If by now you are marveling at how closely Japan’s economic trajectory over the last 45 years or so has fitted Fisher’s theoretical framework, you are not alone. As the chart below shows, Japan is now approaching the 18th year of its secondary depression. So as the economy continues to follow the path mapped by Fisher, investors should start to look for signs that Japan is beginning slowly to emerge from this secondary depression phase.
One sign would be a rise in the velocity of money as commercial banks start to lend again. And guess what? If you use a microscope, you can see that the velocity of money in Japan is indeed starting to creep up. Admittedly, the increase is small, just 2% year-on-year, but everyone has to start somewhere.
I am starting to wonder if Japan, having been the first economy to enter debt deflation, will now be the first to emerge from it. After all, companies in Japan have close to US$4trn in cash. They are trading on a “normal” P/E ratio. Corporate profits have been growing at a faster rate in Japan than in the US for the last five years. And during that time the Japanese stock market has massively underperformed US shares. On top of that, Japan is the world leader in everything to do with labor shortages.
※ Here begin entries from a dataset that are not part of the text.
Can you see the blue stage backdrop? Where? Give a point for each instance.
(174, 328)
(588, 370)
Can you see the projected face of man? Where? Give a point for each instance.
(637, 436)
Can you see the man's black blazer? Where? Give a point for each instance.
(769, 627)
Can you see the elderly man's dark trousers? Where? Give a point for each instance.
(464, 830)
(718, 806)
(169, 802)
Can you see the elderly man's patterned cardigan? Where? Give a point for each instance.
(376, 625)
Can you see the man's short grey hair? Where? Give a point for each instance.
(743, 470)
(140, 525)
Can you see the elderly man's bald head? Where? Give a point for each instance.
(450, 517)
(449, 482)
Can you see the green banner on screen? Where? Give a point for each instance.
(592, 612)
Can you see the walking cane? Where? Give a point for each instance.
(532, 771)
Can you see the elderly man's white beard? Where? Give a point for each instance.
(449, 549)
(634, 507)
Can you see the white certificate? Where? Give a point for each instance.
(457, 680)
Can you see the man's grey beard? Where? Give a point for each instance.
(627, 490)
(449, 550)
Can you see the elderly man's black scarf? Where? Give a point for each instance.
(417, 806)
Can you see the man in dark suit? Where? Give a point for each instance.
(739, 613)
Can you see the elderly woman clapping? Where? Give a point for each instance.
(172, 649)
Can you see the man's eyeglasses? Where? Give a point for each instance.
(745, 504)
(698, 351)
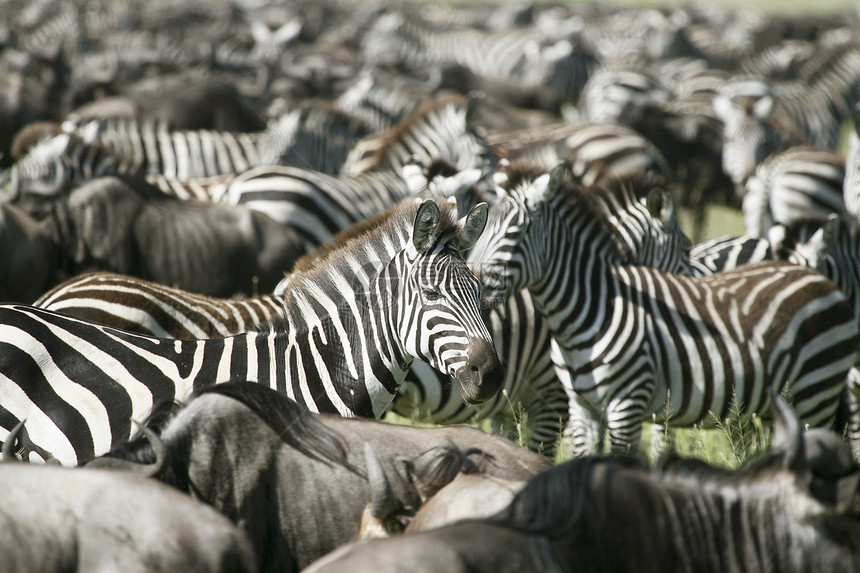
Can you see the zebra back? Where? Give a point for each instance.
(317, 205)
(440, 129)
(632, 341)
(178, 154)
(349, 329)
(153, 309)
(62, 160)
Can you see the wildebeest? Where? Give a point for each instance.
(28, 256)
(295, 481)
(100, 521)
(124, 225)
(179, 102)
(787, 511)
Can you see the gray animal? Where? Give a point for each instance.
(101, 521)
(787, 511)
(28, 256)
(453, 487)
(295, 481)
(126, 226)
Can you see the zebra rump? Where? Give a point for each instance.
(343, 344)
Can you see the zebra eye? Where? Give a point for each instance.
(431, 294)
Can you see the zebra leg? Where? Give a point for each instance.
(624, 425)
(546, 415)
(852, 401)
(661, 440)
(582, 434)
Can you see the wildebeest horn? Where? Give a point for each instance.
(788, 436)
(9, 445)
(149, 470)
(383, 502)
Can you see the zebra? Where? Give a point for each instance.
(595, 152)
(828, 95)
(60, 160)
(798, 183)
(310, 135)
(154, 309)
(726, 252)
(442, 128)
(833, 249)
(638, 211)
(182, 154)
(750, 132)
(314, 203)
(631, 342)
(349, 331)
(851, 185)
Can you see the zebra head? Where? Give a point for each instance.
(746, 137)
(65, 159)
(440, 309)
(506, 257)
(640, 210)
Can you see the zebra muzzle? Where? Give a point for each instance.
(482, 375)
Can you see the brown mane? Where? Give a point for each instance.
(31, 134)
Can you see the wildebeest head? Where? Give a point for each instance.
(295, 481)
(441, 320)
(795, 509)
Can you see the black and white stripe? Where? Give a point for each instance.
(63, 160)
(348, 334)
(441, 129)
(800, 183)
(631, 341)
(638, 214)
(153, 309)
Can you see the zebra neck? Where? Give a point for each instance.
(572, 290)
(341, 352)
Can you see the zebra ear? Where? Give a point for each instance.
(763, 107)
(659, 204)
(475, 99)
(722, 107)
(545, 187)
(415, 174)
(426, 222)
(473, 226)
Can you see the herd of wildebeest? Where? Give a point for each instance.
(193, 197)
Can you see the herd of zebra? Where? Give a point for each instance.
(456, 213)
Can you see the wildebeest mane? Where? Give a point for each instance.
(443, 466)
(31, 135)
(294, 424)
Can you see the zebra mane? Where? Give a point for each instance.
(378, 145)
(425, 110)
(362, 244)
(593, 202)
(322, 252)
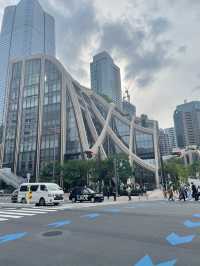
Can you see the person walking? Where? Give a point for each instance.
(108, 192)
(171, 193)
(129, 192)
(197, 194)
(194, 190)
(182, 193)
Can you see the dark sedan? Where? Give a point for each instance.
(85, 194)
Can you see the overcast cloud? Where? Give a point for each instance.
(154, 42)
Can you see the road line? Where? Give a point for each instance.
(10, 216)
(3, 219)
(33, 211)
(16, 213)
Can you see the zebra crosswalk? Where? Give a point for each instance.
(7, 214)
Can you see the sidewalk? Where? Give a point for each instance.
(152, 196)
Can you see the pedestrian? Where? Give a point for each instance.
(171, 193)
(197, 193)
(108, 192)
(182, 193)
(129, 192)
(194, 190)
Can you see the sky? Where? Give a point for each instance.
(156, 44)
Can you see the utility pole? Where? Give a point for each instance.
(116, 176)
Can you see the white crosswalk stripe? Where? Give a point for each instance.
(17, 213)
(3, 219)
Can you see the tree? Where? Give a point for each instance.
(51, 172)
(194, 169)
(75, 172)
(1, 133)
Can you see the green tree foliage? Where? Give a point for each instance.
(79, 172)
(51, 173)
(194, 169)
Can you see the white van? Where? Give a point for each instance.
(40, 194)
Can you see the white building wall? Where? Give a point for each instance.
(26, 30)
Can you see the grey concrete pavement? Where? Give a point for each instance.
(113, 235)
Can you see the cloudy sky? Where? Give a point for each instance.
(156, 43)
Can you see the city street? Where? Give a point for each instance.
(142, 233)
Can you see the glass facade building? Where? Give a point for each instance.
(187, 124)
(50, 117)
(26, 30)
(106, 78)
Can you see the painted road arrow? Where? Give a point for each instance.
(175, 239)
(91, 215)
(191, 224)
(11, 237)
(113, 210)
(147, 261)
(60, 223)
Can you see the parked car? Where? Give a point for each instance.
(40, 193)
(14, 196)
(85, 194)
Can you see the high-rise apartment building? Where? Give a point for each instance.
(164, 142)
(26, 30)
(50, 117)
(106, 78)
(187, 124)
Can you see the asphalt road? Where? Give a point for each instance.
(118, 235)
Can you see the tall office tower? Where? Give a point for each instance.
(164, 142)
(170, 132)
(187, 124)
(26, 30)
(106, 78)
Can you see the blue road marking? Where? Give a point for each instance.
(130, 207)
(60, 223)
(91, 215)
(196, 215)
(11, 237)
(175, 239)
(191, 224)
(113, 210)
(147, 261)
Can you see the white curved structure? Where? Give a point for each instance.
(49, 116)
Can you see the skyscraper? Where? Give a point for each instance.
(50, 117)
(187, 124)
(106, 78)
(165, 148)
(26, 30)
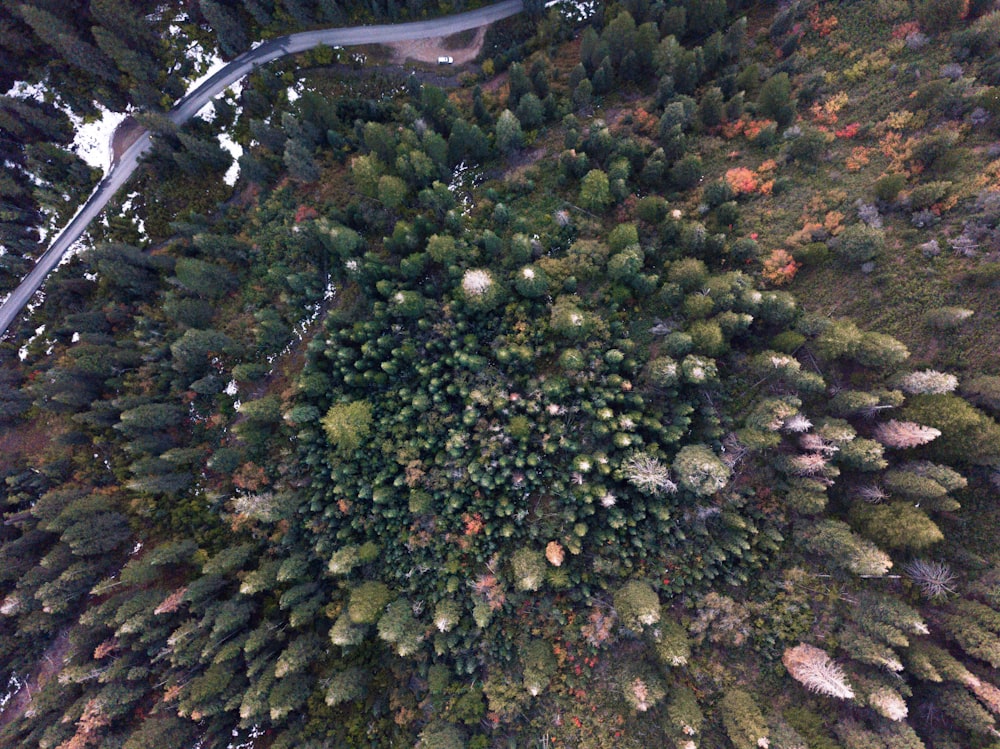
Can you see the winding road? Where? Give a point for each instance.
(188, 106)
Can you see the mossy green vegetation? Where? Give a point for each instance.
(490, 425)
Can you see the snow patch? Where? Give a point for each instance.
(575, 10)
(92, 141)
(22, 352)
(236, 150)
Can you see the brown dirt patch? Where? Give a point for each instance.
(429, 50)
(126, 134)
(25, 441)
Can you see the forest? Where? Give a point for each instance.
(635, 385)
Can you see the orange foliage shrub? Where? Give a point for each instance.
(859, 158)
(822, 26)
(779, 267)
(833, 222)
(644, 123)
(742, 180)
(903, 30)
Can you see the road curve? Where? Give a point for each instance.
(186, 108)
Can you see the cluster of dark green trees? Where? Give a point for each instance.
(542, 457)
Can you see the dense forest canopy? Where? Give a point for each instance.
(634, 386)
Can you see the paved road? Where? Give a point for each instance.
(195, 100)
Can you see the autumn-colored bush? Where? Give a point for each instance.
(780, 267)
(743, 181)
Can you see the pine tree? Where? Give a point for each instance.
(637, 605)
(976, 628)
(346, 685)
(65, 40)
(670, 642)
(399, 627)
(897, 525)
(367, 602)
(508, 132)
(683, 716)
(834, 540)
(538, 665)
(347, 425)
(744, 723)
(227, 26)
(300, 162)
(699, 470)
(528, 568)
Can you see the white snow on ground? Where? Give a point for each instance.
(234, 148)
(22, 353)
(207, 112)
(127, 212)
(92, 141)
(14, 684)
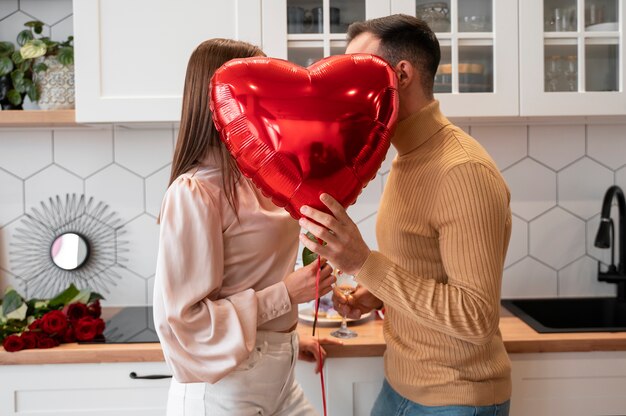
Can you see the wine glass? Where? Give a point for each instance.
(553, 72)
(345, 285)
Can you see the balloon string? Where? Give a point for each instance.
(321, 370)
(319, 345)
(317, 292)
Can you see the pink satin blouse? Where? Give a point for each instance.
(219, 279)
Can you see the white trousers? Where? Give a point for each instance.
(264, 384)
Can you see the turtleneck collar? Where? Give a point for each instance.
(417, 128)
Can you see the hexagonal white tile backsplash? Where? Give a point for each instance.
(557, 175)
(556, 197)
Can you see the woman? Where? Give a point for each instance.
(225, 292)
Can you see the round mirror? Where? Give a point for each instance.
(69, 251)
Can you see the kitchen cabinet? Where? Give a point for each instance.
(131, 56)
(478, 74)
(572, 57)
(103, 389)
(573, 384)
(292, 31)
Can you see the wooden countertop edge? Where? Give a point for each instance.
(518, 338)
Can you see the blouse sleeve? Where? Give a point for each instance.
(203, 337)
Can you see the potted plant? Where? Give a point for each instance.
(51, 63)
(16, 78)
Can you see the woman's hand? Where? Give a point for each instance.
(309, 350)
(301, 283)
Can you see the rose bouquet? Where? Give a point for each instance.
(72, 315)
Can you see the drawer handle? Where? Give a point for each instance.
(134, 376)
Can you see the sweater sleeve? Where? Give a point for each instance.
(203, 337)
(470, 217)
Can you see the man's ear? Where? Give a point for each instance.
(406, 73)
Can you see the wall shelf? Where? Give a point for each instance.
(37, 118)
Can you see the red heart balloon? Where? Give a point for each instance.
(298, 132)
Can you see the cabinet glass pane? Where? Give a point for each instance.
(601, 68)
(344, 12)
(560, 68)
(338, 49)
(476, 68)
(305, 56)
(443, 78)
(304, 16)
(560, 16)
(475, 15)
(435, 14)
(601, 15)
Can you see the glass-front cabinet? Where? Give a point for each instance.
(305, 31)
(572, 57)
(478, 38)
(478, 73)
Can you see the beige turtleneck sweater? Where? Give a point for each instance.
(443, 230)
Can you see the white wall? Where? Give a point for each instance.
(557, 174)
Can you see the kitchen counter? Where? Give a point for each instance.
(518, 338)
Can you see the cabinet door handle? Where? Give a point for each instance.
(134, 376)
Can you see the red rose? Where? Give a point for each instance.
(29, 339)
(68, 336)
(13, 343)
(94, 309)
(46, 342)
(75, 311)
(85, 329)
(36, 324)
(54, 322)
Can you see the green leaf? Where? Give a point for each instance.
(64, 297)
(33, 49)
(82, 297)
(16, 57)
(33, 92)
(12, 300)
(24, 66)
(17, 77)
(18, 314)
(6, 66)
(40, 67)
(308, 256)
(14, 97)
(6, 48)
(66, 56)
(24, 36)
(36, 25)
(94, 296)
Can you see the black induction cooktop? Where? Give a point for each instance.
(127, 325)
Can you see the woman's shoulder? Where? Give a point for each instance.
(199, 182)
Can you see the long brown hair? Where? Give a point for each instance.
(197, 134)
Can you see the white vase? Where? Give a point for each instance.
(56, 85)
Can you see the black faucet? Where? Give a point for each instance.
(606, 239)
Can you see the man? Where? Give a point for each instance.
(443, 229)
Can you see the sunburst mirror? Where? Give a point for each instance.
(68, 240)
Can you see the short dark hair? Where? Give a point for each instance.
(404, 37)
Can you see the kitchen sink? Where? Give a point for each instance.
(570, 314)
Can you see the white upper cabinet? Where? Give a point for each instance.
(305, 31)
(478, 74)
(572, 57)
(131, 56)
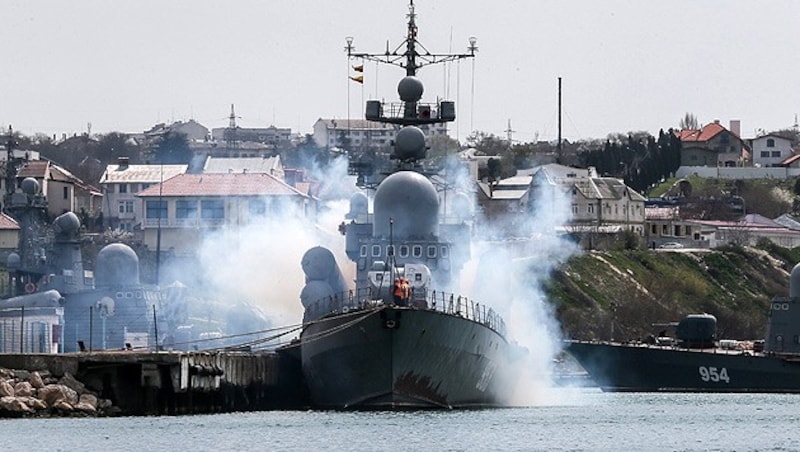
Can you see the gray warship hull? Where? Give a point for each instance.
(389, 357)
(650, 368)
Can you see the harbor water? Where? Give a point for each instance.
(565, 419)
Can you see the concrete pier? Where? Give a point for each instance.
(156, 383)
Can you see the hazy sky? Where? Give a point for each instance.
(626, 65)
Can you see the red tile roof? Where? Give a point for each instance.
(221, 184)
(791, 159)
(35, 168)
(708, 132)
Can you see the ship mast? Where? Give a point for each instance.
(410, 55)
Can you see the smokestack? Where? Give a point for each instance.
(736, 127)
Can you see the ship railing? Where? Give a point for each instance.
(445, 302)
(459, 305)
(342, 302)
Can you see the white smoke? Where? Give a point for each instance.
(508, 274)
(259, 262)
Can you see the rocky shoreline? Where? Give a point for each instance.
(39, 394)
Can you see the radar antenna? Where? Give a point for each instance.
(409, 142)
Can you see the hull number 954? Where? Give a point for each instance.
(714, 374)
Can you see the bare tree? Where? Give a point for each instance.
(689, 122)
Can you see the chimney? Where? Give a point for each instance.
(736, 127)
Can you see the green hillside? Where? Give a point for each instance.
(634, 289)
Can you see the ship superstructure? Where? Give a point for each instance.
(399, 338)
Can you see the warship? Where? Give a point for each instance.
(696, 361)
(399, 339)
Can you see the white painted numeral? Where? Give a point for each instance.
(713, 374)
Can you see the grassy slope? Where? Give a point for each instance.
(643, 287)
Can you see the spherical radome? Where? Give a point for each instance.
(410, 143)
(30, 186)
(410, 89)
(117, 265)
(406, 207)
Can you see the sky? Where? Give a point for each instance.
(625, 65)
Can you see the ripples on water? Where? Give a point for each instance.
(571, 419)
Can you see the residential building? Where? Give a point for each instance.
(181, 210)
(713, 145)
(664, 224)
(771, 150)
(121, 182)
(263, 165)
(598, 206)
(363, 134)
(748, 231)
(274, 136)
(63, 190)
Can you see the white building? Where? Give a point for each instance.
(770, 150)
(121, 182)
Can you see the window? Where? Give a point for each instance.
(257, 207)
(125, 207)
(186, 210)
(88, 277)
(212, 209)
(155, 209)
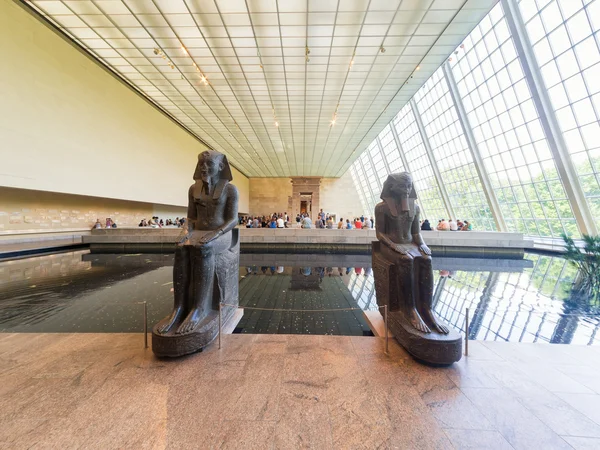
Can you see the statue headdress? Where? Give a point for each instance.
(388, 197)
(225, 175)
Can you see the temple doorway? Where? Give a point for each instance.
(305, 203)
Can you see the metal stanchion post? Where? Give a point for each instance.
(386, 331)
(145, 323)
(467, 332)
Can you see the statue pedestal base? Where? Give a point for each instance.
(173, 345)
(431, 348)
(225, 290)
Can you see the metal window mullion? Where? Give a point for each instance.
(432, 161)
(403, 158)
(357, 185)
(556, 142)
(399, 146)
(383, 157)
(367, 181)
(463, 119)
And according to Will and Udith a labor shortage is exactly what much of the developed world is facing (see It Is Not Slack Weighing On Wages).
My investment conclusions are thus very simple:
- Money managers own too few Japanese equities, especially in sectors where Japanese companies are world leaders.
- The yen is grotesquely undervalued on a purchasing power parity basis versus most other currencies. The best performing currency in the next five years should therefore be the yen. If a manager wants to hold cash, in my opinion he should hold cash in yen.
- For an international bond portfolio, owning the short-dated part of the yen yield curve could make a lot of sense.